What did the Milky Way look like shortly after its creation? It offers at least a partial answer The James Webb Space Telescopewhich discovered its young “twin” at a distance of 9 billion light years from us. The young galaxy has been nicknamed the Sparkler and offers an approximate view of what our home Galaxy looked like just a few billion years after the Big Bang.

A mirror of ancient history

The galaxy, whose size corresponds to about three percent of the size of today’s Milky Way, was studied by astronomers Duncan Forbes from Australia’s Swinburne University and Aaron Romanowsky from the American University of San Jose in California. The results of their observations recently published magazine Monthly Notices of the Royal Astronomical Society: Letters.

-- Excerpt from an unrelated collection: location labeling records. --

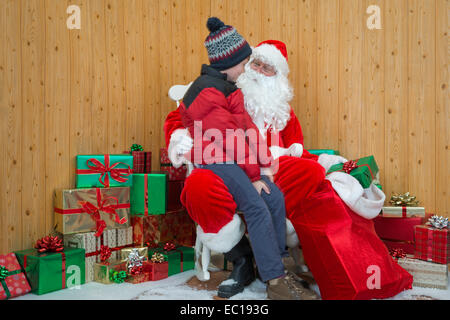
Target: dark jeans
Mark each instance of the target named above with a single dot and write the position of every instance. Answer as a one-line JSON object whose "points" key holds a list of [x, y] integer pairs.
{"points": [[264, 214]]}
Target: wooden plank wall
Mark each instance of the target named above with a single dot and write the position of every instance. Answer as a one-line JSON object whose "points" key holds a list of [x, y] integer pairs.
{"points": [[99, 89]]}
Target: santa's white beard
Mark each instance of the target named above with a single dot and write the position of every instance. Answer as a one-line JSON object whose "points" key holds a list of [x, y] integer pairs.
{"points": [[266, 99]]}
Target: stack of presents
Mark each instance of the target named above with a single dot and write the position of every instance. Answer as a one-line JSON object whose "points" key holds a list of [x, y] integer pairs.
{"points": [[122, 223], [418, 241], [125, 223]]}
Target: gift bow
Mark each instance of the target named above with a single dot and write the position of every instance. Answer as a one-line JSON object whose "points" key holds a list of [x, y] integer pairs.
{"points": [[49, 244], [94, 212], [169, 246], [403, 200], [105, 253], [438, 222], [116, 173], [134, 260], [136, 147], [4, 273], [157, 257], [349, 166], [118, 276]]}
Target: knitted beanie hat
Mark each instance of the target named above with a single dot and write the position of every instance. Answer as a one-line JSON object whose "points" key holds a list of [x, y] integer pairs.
{"points": [[226, 48]]}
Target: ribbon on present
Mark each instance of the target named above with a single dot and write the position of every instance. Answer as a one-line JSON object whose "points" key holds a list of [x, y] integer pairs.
{"points": [[136, 147], [103, 169], [397, 253], [168, 246], [94, 211], [134, 260], [105, 253], [117, 276], [438, 222], [157, 257], [63, 262], [49, 244], [350, 165], [403, 200], [5, 273]]}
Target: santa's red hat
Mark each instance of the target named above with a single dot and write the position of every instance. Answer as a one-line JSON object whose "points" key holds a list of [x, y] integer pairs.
{"points": [[272, 52]]}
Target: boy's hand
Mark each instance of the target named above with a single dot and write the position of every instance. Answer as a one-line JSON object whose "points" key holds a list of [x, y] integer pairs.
{"points": [[261, 185]]}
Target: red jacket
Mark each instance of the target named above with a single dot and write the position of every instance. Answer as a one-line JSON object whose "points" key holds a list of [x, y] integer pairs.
{"points": [[217, 108]]}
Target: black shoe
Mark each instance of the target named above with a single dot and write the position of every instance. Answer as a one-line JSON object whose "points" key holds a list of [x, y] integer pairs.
{"points": [[243, 272]]}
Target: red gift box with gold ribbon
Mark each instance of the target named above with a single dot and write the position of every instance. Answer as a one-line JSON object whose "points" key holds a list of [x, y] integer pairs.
{"points": [[432, 244], [13, 282]]}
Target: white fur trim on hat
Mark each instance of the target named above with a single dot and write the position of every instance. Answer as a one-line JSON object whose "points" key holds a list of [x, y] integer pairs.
{"points": [[269, 54], [365, 202], [222, 241], [178, 137], [291, 235]]}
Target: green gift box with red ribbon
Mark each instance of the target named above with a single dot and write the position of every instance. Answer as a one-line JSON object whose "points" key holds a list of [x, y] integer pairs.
{"points": [[104, 170], [148, 194], [52, 271], [180, 258], [364, 169]]}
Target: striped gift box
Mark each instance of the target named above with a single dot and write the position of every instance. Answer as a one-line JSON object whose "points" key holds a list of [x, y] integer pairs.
{"points": [[432, 244], [426, 274]]}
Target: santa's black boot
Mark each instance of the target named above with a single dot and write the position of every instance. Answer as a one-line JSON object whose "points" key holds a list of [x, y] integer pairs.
{"points": [[243, 272]]}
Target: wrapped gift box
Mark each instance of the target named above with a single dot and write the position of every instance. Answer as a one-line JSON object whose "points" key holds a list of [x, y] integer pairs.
{"points": [[104, 171], [172, 172], [142, 161], [145, 274], [115, 239], [159, 271], [365, 172], [403, 212], [407, 246], [148, 195], [174, 225], [426, 274], [93, 209], [180, 258], [432, 244], [103, 271], [400, 229], [13, 282], [321, 151], [47, 272], [397, 233]]}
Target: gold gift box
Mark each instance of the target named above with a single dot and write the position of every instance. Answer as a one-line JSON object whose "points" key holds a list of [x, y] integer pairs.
{"points": [[68, 201]]}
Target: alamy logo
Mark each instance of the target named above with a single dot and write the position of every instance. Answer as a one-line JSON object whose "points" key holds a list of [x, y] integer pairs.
{"points": [[74, 20], [73, 281], [374, 21], [374, 281]]}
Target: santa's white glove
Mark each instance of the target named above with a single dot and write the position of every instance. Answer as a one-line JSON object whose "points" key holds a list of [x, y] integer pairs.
{"points": [[277, 152], [180, 143], [295, 150], [328, 160]]}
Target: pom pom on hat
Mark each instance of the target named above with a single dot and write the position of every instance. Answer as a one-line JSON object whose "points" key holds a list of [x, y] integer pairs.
{"points": [[214, 24]]}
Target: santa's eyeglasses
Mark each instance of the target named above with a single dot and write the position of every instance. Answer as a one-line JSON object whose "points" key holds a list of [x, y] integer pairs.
{"points": [[266, 69]]}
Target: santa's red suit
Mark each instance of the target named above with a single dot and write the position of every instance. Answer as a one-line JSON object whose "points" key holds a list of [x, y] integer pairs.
{"points": [[330, 214]]}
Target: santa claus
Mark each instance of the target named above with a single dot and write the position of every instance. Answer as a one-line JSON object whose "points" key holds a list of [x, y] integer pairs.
{"points": [[328, 215]]}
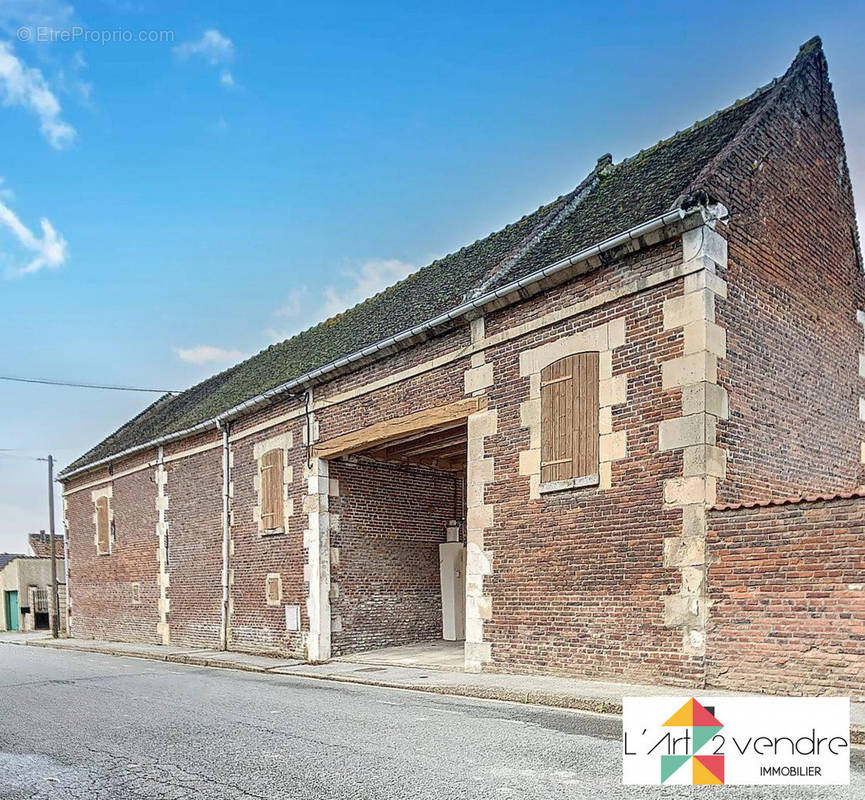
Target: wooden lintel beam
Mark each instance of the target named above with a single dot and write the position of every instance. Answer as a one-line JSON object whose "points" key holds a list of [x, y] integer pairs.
{"points": [[429, 444], [375, 435]]}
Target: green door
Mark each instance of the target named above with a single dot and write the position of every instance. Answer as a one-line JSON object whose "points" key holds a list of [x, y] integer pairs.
{"points": [[11, 611]]}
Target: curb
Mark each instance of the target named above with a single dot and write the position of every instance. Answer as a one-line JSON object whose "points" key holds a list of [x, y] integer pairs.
{"points": [[547, 699]]}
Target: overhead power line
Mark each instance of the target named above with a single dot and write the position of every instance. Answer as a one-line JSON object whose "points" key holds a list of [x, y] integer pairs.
{"points": [[77, 385]]}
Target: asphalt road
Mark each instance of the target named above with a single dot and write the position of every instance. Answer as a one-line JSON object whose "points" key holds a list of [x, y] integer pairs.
{"points": [[80, 725]]}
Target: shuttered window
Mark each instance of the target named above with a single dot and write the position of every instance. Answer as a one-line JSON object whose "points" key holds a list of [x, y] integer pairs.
{"points": [[272, 508], [569, 419], [103, 526]]}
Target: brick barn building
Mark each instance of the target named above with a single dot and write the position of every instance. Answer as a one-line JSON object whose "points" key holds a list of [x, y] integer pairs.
{"points": [[621, 437]]}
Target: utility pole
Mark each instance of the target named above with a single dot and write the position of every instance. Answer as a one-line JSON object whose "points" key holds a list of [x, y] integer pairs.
{"points": [[55, 597]]}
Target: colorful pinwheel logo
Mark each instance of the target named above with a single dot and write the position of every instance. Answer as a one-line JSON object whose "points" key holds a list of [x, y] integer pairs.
{"points": [[706, 769]]}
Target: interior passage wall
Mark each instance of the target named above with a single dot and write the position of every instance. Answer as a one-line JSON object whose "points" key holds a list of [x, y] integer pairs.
{"points": [[385, 582], [256, 624], [787, 584], [107, 604]]}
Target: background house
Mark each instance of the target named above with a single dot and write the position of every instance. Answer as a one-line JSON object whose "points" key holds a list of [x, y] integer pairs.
{"points": [[25, 587]]}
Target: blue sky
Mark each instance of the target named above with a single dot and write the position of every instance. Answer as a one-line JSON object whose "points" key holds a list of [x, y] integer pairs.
{"points": [[208, 194]]}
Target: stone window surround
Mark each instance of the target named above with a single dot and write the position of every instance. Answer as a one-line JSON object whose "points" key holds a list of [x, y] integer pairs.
{"points": [[284, 442], [612, 391], [104, 491]]}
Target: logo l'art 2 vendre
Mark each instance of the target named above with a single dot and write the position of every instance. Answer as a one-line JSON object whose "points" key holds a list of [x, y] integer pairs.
{"points": [[736, 740]]}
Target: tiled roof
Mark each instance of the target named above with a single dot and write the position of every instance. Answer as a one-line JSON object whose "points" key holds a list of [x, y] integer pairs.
{"points": [[40, 544], [790, 501], [612, 199]]}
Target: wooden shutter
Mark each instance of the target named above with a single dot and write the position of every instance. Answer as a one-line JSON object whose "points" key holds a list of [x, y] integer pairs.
{"points": [[569, 418], [272, 515], [103, 526]]}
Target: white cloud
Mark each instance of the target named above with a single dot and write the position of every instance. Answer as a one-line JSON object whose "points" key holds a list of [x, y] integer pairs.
{"points": [[370, 278], [6, 194], [53, 14], [216, 49], [205, 354], [25, 86], [50, 251], [213, 46]]}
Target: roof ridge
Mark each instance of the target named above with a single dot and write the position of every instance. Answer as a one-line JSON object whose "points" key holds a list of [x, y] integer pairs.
{"points": [[759, 92], [813, 45], [549, 223]]}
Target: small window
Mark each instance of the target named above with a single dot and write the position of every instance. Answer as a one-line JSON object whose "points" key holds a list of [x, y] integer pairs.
{"points": [[271, 493], [103, 526], [273, 589], [569, 421]]}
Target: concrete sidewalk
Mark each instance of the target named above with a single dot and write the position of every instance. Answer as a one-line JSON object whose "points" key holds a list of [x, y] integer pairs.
{"points": [[597, 696]]}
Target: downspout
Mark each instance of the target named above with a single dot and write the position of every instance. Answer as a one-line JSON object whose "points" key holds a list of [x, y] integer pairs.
{"points": [[226, 530]]}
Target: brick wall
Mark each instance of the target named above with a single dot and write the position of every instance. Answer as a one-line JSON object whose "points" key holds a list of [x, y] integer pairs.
{"points": [[255, 625], [578, 582], [788, 613], [385, 582], [795, 285], [102, 585]]}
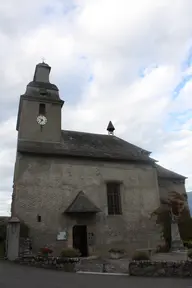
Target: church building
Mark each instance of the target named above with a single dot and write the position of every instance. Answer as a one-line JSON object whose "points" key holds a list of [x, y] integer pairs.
{"points": [[92, 192]]}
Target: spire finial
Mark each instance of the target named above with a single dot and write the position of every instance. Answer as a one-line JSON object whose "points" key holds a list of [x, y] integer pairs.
{"points": [[110, 128]]}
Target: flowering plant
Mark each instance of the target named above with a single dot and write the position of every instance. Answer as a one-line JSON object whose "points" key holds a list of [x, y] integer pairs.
{"points": [[46, 250]]}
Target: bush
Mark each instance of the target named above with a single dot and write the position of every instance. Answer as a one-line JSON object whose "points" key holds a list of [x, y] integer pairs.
{"points": [[70, 253], [140, 256]]}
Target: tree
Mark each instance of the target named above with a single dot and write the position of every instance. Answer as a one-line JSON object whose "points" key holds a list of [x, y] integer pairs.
{"points": [[173, 205]]}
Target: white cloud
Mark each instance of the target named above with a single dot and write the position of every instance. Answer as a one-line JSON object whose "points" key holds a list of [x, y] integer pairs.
{"points": [[113, 41]]}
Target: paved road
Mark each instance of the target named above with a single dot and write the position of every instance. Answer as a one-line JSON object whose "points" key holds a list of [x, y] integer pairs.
{"points": [[13, 275]]}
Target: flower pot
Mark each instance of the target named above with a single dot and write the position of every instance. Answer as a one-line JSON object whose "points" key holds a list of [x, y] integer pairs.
{"points": [[115, 255], [69, 267]]}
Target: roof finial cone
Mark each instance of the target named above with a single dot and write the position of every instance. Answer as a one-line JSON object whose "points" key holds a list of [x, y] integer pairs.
{"points": [[110, 128]]}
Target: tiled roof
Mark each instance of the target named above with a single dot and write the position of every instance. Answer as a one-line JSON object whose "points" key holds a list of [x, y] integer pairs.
{"points": [[89, 145], [165, 173]]}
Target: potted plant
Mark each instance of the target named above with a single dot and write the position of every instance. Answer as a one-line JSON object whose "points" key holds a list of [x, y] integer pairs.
{"points": [[116, 253], [69, 257], [45, 251], [140, 256]]}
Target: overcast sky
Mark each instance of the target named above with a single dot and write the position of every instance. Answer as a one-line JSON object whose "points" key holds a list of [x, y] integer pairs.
{"points": [[120, 60]]}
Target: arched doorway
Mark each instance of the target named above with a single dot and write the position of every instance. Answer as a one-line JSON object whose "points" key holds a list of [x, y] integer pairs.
{"points": [[80, 239]]}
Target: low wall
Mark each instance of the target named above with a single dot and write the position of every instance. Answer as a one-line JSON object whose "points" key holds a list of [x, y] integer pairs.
{"points": [[57, 263], [160, 269]]}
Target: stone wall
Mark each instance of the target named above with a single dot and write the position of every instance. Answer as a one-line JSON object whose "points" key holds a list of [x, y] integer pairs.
{"points": [[47, 186], [160, 269]]}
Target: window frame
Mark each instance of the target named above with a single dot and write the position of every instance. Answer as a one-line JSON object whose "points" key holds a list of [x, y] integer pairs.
{"points": [[42, 109], [114, 201]]}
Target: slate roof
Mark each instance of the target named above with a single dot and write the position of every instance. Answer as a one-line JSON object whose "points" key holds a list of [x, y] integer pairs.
{"points": [[82, 204], [89, 145], [4, 219], [165, 173]]}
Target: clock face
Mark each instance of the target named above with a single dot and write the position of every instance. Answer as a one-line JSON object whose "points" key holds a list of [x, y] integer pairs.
{"points": [[41, 120]]}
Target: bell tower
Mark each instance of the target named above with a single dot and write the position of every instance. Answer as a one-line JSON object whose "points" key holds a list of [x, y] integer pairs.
{"points": [[39, 115]]}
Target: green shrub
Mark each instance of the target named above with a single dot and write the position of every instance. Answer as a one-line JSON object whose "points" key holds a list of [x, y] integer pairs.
{"points": [[70, 253], [140, 256]]}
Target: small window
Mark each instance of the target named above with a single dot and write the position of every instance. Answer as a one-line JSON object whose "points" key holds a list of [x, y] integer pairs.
{"points": [[114, 198], [38, 218], [42, 110]]}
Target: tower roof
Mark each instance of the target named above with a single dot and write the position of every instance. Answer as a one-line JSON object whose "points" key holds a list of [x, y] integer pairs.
{"points": [[110, 127]]}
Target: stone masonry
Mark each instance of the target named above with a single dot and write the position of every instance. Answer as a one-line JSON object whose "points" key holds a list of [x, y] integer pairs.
{"points": [[46, 187]]}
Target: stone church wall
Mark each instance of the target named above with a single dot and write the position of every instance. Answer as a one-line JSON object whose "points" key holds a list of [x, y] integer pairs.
{"points": [[47, 186]]}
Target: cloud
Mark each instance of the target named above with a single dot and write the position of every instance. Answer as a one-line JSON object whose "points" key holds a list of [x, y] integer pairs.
{"points": [[124, 61]]}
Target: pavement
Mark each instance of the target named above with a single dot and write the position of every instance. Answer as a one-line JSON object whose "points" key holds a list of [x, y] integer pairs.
{"points": [[17, 276]]}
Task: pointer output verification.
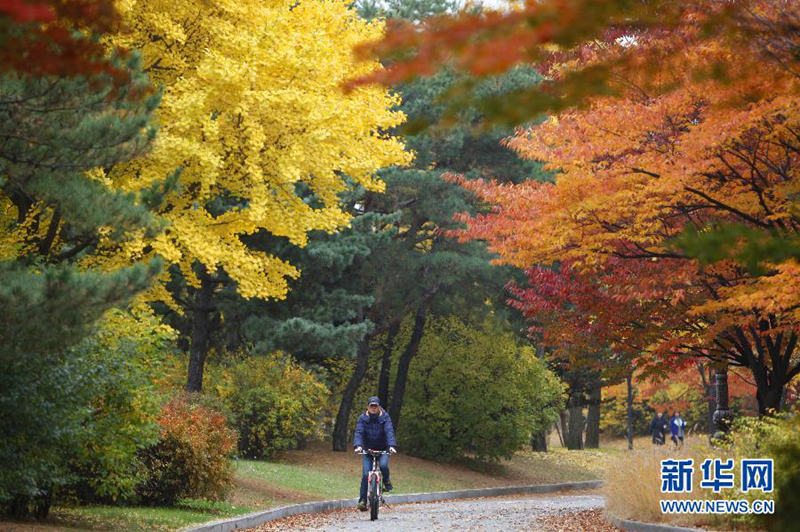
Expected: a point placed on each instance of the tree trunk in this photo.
(576, 422)
(629, 421)
(405, 360)
(340, 427)
(769, 398)
(593, 417)
(708, 389)
(201, 331)
(386, 364)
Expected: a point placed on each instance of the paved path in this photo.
(502, 513)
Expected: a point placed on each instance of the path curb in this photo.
(638, 526)
(258, 518)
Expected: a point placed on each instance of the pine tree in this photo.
(421, 270)
(53, 211)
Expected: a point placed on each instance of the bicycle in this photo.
(374, 483)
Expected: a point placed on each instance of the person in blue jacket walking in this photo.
(374, 430)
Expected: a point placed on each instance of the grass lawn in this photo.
(317, 473)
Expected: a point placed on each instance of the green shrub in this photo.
(475, 391)
(191, 457)
(275, 404)
(772, 437)
(77, 419)
(121, 360)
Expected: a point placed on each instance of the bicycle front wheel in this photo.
(373, 498)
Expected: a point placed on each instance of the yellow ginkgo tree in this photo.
(254, 119)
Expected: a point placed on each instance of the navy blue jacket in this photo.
(375, 434)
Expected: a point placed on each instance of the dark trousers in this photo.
(366, 467)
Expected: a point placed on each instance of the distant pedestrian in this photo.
(677, 427)
(658, 428)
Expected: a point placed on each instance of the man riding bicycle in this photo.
(374, 431)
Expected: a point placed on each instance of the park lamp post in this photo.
(722, 414)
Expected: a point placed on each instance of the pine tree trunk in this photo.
(563, 417)
(576, 422)
(593, 417)
(340, 427)
(201, 330)
(405, 361)
(629, 421)
(539, 441)
(386, 364)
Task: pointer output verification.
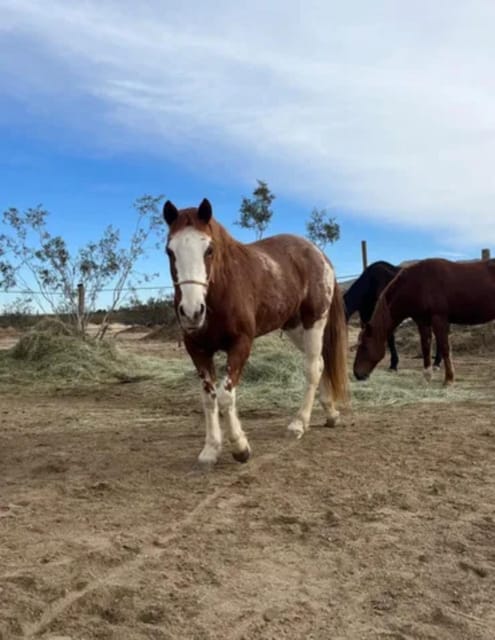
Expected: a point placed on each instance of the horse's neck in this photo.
(355, 297)
(229, 256)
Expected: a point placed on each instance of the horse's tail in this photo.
(335, 348)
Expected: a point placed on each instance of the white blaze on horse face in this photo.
(189, 247)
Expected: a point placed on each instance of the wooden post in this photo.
(364, 253)
(80, 308)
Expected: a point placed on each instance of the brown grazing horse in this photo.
(228, 293)
(434, 293)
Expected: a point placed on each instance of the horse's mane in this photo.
(382, 320)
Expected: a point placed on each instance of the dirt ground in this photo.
(383, 528)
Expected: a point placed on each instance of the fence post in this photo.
(364, 253)
(80, 308)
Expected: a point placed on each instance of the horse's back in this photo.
(464, 292)
(295, 282)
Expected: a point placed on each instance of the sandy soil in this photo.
(381, 529)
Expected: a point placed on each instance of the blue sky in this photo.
(381, 112)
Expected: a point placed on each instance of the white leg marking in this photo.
(236, 435)
(326, 401)
(213, 441)
(297, 337)
(313, 368)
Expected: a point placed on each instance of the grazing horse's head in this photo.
(190, 251)
(371, 349)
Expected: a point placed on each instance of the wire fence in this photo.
(167, 287)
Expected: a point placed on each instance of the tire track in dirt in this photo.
(150, 552)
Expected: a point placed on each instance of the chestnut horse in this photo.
(228, 293)
(434, 293)
(363, 295)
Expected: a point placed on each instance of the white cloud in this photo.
(385, 109)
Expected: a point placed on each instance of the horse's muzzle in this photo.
(361, 376)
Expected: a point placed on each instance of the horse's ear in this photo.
(170, 212)
(204, 211)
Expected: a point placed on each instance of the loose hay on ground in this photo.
(273, 377)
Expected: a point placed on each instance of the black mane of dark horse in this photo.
(363, 294)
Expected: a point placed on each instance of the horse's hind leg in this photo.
(425, 335)
(312, 342)
(327, 402)
(441, 331)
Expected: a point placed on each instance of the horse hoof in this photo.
(242, 456)
(296, 429)
(333, 421)
(203, 467)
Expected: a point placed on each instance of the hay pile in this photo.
(53, 353)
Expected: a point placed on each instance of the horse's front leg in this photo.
(312, 340)
(236, 359)
(213, 440)
(394, 356)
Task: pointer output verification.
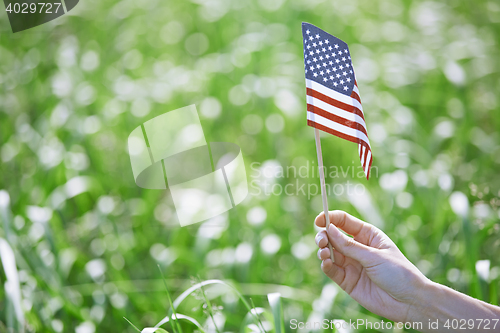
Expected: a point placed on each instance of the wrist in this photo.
(423, 306)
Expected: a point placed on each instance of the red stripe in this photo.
(334, 102)
(336, 133)
(337, 119)
(369, 167)
(356, 96)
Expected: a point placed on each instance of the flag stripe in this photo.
(336, 117)
(333, 102)
(332, 94)
(338, 111)
(348, 133)
(355, 96)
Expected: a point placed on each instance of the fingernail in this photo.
(330, 230)
(317, 239)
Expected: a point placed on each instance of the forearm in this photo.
(442, 309)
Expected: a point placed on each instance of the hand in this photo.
(370, 267)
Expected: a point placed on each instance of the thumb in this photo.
(350, 247)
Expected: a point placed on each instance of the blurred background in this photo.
(80, 242)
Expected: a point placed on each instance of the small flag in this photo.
(333, 102)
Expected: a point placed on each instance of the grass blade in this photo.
(12, 286)
(197, 286)
(175, 326)
(257, 315)
(209, 306)
(181, 316)
(138, 330)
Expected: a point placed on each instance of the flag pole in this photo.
(323, 187)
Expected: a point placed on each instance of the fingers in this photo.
(350, 224)
(321, 239)
(350, 247)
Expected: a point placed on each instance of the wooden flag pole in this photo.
(323, 187)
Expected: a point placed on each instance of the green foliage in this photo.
(87, 239)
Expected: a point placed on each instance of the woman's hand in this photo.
(370, 267)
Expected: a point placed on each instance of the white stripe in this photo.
(333, 94)
(368, 159)
(363, 156)
(337, 127)
(336, 111)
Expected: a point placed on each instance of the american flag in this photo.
(333, 102)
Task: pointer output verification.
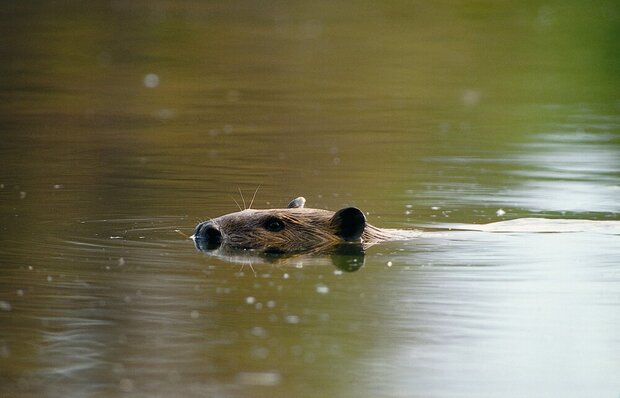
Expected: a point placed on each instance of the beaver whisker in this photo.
(254, 196)
(237, 203)
(242, 198)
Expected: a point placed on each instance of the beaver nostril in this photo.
(207, 231)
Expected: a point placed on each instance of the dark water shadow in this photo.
(347, 257)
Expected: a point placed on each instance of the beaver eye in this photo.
(273, 224)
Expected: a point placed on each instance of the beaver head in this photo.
(290, 229)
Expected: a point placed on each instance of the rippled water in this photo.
(125, 124)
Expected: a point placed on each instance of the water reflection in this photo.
(348, 257)
(122, 122)
(569, 168)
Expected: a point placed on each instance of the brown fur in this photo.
(302, 229)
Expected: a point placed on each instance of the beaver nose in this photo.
(209, 232)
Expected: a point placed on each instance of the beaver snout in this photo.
(208, 232)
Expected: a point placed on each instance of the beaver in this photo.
(296, 229)
(291, 229)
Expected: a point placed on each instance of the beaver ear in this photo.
(349, 223)
(297, 203)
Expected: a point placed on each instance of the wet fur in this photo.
(305, 229)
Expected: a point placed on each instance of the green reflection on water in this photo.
(415, 112)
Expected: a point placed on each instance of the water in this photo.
(122, 123)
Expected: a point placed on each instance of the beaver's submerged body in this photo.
(299, 229)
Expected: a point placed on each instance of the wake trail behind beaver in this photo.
(535, 225)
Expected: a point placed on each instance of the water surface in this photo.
(122, 123)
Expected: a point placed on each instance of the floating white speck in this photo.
(126, 385)
(151, 80)
(322, 289)
(293, 319)
(259, 378)
(258, 331)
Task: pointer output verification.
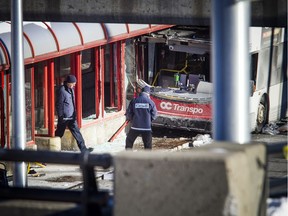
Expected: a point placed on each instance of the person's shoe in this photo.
(90, 149)
(87, 149)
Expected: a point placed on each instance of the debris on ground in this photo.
(201, 139)
(275, 128)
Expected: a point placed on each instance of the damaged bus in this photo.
(176, 63)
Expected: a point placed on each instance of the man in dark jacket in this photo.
(65, 107)
(141, 112)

The sparkler galaxy is nicknamed because of more than twenty globular star clusters that resemble sparks flying out of a lit sparkler. In addition to globular star clusters, there are also several dwarf galaxies in its vicinity, which the Sparkle will probably absorb over time in a similar way, as our Milky Way has done in the course of history.

TIP: Milky Way’s ‘Twins’: How Unique Is Our Home Galaxy?

The JWST view shows the galaxy as it looked when the universe was only four billion years old (roughly a third of the current age of the universe). According to scientists, this means that the Sparkle, like the Milky Way, was formed very early, and its further fate largely resembles the development of the Milky Way. It is so likely that within 9 billion years it gave rise to a galaxy very similar to ours.